Disseminated disease, resulting from hematogenous spread of the organism, is often associated with an ominous prognosis. Certain ethnic groups are at high risk for this complication, as are pregnant women and immunosuppressed patients, especially organ transplant recipients and patients with HIV/AIDS.

Chronic pulmonary involvement by coccidioidomycosis can take several forms, including one or more chronic cavities or upper lobe disease with streaky infiltrates and/or nodules resembling tuberculosis. Patients often have fever, cough (sometimes with hemoptysis), malaise, and weight loss and may appear subacutely or chronically ill.
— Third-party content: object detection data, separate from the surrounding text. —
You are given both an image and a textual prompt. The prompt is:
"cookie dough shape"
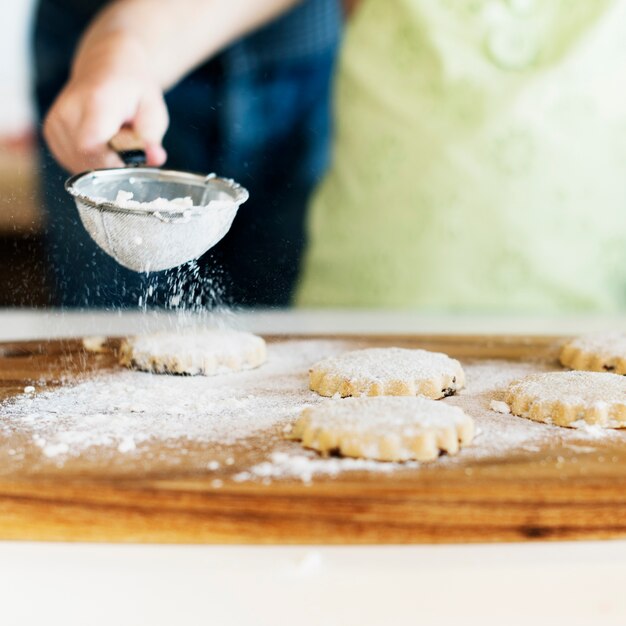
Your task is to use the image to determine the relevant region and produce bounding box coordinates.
[561,333,626,375]
[120,329,267,376]
[505,372,626,428]
[292,397,474,461]
[309,348,465,399]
As with histoplasmosis, the diagnosis of coccidioidomycosis depends on the type of clinical presentation and relies on culture, demonstration in tissue (e.g., with methenamine silver staining), or evidence of an immune response to the organism. The specific uses and interpretation of skin testing and serologic techniques for diagnosis are discussed in the various more detailed references. Because of the dangers posed to hospital personnel when culturing the organism, the microbiology laboratory should be notified if there is a high clinical suspicion for coccidioidomycosis in specimens sent for culture.

Treatment considerations are similar to those for histoplasmosis. Primary infections generally do not require therapy, although patients at high risk for dissemination are commonly treated with an oral azole antifungal agent (e.g., itraconazole, fluconazole.) Chronic pulmonary disease requires therapy, usually with an oral azole, and surgery plays an occasional role in specific clinical settings. Disseminated disease is treated with an azole or amphotericin B. Patients who are undergoing prolonged immunosuppressive therapy commonly receive an oral azole.